Das reaktionäre, antisemitische und zunehmend offen nationalsozialistische Klima an der Wiener Universität Anfang der 1930er-Jahre wurde für Studenten wie Jura Soyfer nicht nur wissenschaftlich oder literarisch, sondern zunehmend physisch gefährlich. Er war laut Inskriptionsschein („Nationale“)  in der Ukraine geboren mit französischer Muttersprache, österreichischer Staatsbürgerschaft, mosaischer Religion, russischer bzw. deutscher bzw. österreichischer Volkszugehörigkeit – und zusätzlich aufgrund seiner sozialistischen Überzeugung mehrfach marginalisiert und gefährdet. Er gehörte zum Feindbild eines Großteils der Lehrenden, wie auch seiner Mitstudierenden, die vielfach bereits Nationalsozialisten waren oder diesem Gedankengut nahestanden.

Zur Zeit seines Studienbeginns 1931 verprügelten NS-Studenten mit Gummiknüppeln und Totschlägern unter „Deutschland erwache“-Rufen jüdische und sozialistische Studenten (wegen der Aufhebung der Gleispachʼschen Studentenordnung  nach völkisch-rassischen Gesichtspunkten) – unter Duldung bzw. Zustimmung der Universitätsleitung. Jura Soyfer war Mitglied der 1923 gegründeten „Akademischen Legion“, die zum Verband sozialistischer Studenten sowie zum Republikanischen Schutzbund gehörte und sich gegen diese nationalsozialistischen wie auch austrofaschistischen Ausschreitungen wehrte.

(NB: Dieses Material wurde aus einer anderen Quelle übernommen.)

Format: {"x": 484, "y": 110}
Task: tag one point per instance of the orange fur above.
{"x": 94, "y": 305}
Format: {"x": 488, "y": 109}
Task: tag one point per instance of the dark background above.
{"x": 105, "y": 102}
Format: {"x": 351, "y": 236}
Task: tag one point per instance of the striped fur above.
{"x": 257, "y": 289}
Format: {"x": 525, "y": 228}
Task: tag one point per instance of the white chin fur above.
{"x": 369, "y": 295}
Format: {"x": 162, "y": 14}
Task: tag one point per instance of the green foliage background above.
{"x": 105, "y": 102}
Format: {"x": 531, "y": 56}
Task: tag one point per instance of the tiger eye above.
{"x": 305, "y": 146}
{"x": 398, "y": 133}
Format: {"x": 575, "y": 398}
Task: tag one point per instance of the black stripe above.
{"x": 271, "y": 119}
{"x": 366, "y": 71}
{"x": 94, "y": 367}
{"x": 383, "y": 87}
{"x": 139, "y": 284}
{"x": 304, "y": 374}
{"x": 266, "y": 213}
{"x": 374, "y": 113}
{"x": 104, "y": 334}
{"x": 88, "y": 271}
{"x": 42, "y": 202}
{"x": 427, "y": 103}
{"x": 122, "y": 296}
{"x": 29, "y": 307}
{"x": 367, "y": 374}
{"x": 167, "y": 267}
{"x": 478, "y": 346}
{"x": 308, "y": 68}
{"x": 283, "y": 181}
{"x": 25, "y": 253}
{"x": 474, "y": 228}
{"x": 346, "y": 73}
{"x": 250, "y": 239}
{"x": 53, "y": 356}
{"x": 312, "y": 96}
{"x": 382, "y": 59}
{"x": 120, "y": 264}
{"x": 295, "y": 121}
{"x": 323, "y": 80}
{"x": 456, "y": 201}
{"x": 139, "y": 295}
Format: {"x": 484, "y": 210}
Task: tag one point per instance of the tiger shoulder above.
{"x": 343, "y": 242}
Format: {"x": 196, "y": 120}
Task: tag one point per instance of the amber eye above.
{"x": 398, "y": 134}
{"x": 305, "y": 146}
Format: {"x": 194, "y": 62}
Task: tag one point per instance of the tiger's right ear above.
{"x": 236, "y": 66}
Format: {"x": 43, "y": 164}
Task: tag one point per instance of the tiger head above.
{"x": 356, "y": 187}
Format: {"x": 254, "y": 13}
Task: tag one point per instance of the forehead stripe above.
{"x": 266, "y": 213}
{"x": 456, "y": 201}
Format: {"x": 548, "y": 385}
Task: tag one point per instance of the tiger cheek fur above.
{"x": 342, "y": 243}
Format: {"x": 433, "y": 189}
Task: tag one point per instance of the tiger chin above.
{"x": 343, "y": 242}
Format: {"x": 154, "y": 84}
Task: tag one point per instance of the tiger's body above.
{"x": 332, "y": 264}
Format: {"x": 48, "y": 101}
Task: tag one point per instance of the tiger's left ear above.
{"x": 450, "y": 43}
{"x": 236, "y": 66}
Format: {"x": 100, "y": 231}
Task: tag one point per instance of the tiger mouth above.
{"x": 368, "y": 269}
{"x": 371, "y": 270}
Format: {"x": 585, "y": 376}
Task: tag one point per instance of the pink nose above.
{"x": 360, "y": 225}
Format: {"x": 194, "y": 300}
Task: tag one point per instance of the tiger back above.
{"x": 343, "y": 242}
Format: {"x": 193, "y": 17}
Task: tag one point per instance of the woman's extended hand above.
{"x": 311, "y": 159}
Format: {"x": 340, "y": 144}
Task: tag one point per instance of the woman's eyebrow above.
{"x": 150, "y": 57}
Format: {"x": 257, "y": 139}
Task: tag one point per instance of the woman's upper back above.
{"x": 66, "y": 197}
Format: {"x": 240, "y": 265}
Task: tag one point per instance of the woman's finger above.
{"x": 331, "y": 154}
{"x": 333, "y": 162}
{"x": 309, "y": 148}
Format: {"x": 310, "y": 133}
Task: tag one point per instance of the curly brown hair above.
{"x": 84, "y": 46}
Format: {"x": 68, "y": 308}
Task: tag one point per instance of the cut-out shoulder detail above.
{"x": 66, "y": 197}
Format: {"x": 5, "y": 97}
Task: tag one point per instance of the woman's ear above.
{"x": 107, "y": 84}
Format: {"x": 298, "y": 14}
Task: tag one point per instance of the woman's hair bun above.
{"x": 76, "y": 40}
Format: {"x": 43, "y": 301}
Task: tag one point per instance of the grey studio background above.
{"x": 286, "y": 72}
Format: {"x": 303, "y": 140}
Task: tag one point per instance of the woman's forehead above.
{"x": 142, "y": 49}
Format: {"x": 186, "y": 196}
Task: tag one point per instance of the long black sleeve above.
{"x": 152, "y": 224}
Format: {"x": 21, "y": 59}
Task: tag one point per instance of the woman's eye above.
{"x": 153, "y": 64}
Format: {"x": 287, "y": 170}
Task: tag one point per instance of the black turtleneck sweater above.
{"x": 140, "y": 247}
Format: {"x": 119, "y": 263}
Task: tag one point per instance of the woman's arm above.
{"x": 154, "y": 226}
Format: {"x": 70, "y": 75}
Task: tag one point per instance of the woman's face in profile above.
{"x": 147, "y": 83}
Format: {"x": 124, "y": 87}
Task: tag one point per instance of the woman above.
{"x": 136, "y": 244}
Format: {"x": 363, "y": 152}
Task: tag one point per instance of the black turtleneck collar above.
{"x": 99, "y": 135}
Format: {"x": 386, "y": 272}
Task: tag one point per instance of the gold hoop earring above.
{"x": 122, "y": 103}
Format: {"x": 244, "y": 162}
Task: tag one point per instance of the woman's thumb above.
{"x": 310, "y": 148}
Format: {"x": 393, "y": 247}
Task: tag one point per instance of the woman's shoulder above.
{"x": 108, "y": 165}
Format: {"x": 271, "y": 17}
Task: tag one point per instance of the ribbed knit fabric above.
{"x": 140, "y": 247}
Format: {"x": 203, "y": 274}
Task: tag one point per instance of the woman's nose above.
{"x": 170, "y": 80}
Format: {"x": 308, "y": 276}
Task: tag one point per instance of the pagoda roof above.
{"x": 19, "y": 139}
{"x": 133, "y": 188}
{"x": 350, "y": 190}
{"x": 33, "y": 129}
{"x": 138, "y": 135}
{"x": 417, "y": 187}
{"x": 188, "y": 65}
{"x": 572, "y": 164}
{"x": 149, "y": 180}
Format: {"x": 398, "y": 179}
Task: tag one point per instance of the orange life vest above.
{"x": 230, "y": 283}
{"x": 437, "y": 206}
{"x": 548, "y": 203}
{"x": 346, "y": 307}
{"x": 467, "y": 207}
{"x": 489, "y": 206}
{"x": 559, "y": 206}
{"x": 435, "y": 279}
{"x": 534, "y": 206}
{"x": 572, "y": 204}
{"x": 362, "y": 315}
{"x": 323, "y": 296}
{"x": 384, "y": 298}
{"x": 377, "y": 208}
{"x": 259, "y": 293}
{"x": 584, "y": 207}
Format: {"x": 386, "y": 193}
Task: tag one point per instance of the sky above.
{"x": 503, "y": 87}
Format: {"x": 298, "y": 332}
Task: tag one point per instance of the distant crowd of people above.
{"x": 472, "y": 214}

Soyfer setzte sich mit den Zuständen an der damaligen Universität Wien und der Stimmung unter den Studierenden durchaus auch satirisch auseinander. Er schrieb darüber u. a. am 30. Oktober 1932 in der „Arbeiter-Zeitung“ das Gedicht „Lied der Justiz“ bzw. dichtete den Text des deutschen Studentenliedes „gaudeamus igitur“ am 26. März 1933 in der illustrierten Wochenzeitschrift „Der Kuckuck“ um, oder verfasste die Bild-Wort-Satire „Alma Mater Rudolphina. Studentenleben 1936“, die er trotz der austrofaschistischen Zensur am 18. Oktober 1936 im „Wiener Tag“ unter einem Pseudonym veröffentlichen konnte: ein fiktiver Brief eines kleinbürgerlichen Erstsemestrigen aus der Provinz an seine Mutter. Es war einer der letzten Texte als Student. Nach dem Wintersemester 1936/37 inskribierte er nicht mehr weiter.

Bereits nach dem Februar 1934 und dem Niedergang der Sozialdemokratie hatte er sich der ebenfalls illegalen kommunistischen Bewegung zugewandt und schrieb gleichzeitig an dem Fragment gebliebenen großen Roman „So starb eine Partei“, über die Vorgeschichte des Bürgerkrieges im Februar 1934 und die Rolle der Sozialdemokratie. Das Studium verlor vor dem politischen Hintergrund zunehmend an Wichtigkeit, Berufschancen waren kaum vorhanden. Darüber hinaus wurde Soyfer am 17. November 1937 von der Wiener Polizei verhaftet und wurde erst am 17. Februar 1938 wieder entlassen.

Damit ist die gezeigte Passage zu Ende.